When the mentor is a natural doer who never had to formalize their methods, the knowledge transfer falls short. The trainee sees the outcome but doesn’t understand the reasoning behind it. That gap leads to repeat mistakes, inconsistent standards, and teams that struggle when the “hero” project manager isn’t there to save the day.
There is also a long tradition in construction of loading people up with responsibility and giving them little direction. The industry has operated for decades on a sink-or-swim model: hand a young person something important, offer minimal guidance, and see if they figure it out. Those who survive that crucible stay and advance. Those who don’t usually leave the industry altogether.
Experience is a cruel teacher. The test comes first, then the lesson. That’s the reality many young managers face in their early years, and while it hardens some, it drives others out.
This system does serve, to some degree, as a filter. It weeds out people who cannot handle the pressure of a high-stress environment. But it comes with heavy costs. Many who “make it” often burn out professionally or personally. And while this approach identifies individuals who can cope and thrive under stress, it is not conducive to longevity or continuity for the industry. We end up with fewer seasoned leaders, thinner benches, and companies that constantly restart the development cycle instead of building sustainable teams.

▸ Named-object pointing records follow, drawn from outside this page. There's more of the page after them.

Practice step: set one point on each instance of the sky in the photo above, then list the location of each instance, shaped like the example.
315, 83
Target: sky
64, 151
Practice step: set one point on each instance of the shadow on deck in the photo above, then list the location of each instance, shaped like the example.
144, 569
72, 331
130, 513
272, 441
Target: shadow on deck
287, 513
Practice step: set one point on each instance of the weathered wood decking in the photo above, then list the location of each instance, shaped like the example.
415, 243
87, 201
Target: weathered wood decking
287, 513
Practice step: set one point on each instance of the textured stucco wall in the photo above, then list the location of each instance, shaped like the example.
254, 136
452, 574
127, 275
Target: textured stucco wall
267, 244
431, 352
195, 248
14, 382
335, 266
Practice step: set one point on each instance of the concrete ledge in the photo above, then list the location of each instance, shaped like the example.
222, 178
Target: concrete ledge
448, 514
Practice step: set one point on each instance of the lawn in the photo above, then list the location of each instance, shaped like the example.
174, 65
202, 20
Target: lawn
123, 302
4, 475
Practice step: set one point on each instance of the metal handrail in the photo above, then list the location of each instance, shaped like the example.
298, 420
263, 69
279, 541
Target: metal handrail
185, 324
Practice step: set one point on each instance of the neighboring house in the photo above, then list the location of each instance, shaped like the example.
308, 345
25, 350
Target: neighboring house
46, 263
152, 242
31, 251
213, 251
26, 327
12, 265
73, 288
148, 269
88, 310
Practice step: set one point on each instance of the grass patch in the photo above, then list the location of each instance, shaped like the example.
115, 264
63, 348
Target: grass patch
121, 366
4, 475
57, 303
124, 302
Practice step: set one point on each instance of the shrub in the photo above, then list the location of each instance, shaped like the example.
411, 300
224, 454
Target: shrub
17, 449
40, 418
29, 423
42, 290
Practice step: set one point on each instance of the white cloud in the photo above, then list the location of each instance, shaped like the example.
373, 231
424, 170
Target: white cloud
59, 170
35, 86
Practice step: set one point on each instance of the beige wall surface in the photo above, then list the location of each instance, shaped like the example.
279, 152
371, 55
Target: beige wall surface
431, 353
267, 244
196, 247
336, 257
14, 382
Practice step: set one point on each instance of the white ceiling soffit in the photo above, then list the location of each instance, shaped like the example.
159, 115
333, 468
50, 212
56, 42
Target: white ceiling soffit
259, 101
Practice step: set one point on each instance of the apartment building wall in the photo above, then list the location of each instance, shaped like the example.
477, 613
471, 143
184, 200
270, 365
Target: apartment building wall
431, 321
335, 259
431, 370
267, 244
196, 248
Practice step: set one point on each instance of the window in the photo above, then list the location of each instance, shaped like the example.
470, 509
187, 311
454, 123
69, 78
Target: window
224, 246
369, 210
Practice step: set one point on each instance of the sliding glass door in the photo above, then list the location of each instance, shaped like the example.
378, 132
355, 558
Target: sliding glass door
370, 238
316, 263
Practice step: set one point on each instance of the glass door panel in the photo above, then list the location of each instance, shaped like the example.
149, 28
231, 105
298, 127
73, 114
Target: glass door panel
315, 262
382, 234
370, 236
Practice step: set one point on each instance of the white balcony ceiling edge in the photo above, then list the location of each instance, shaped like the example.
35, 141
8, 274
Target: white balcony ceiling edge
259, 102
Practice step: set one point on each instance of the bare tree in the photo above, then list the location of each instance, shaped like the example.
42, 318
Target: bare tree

The problem is that so many of us were brought up in this system that it has become institutionalized. It’s accepted as normal because “that’s how I came up.” That mindset is passed down from generation to generation, creating a cycle where trial by fire isn’t just tolerated but celebrated as the “right way” to build toughness.
The challenge now is that the workforce has shifted. Gen X leaders were often hardened by this crucible, carrying the mentality that survival equals qualification. Millennials entered the industry expecting more collaboration, mentorship, and balance, but were often met with the same old sink-or-swim approach. Now Gen Z is entering with an even stronger desire for structure, clarity, and growth pathways.
The clash between these expectations creates tension on jobsites and in offices. What was once accepted as “the way things are” no longer aligns with the values of younger generations. If the industry doesn’t adapt, it risks alienating new talent and repeating the burnout cycle, leaving fewer people willing to stay and grow into the leadership roles construction desperately needs.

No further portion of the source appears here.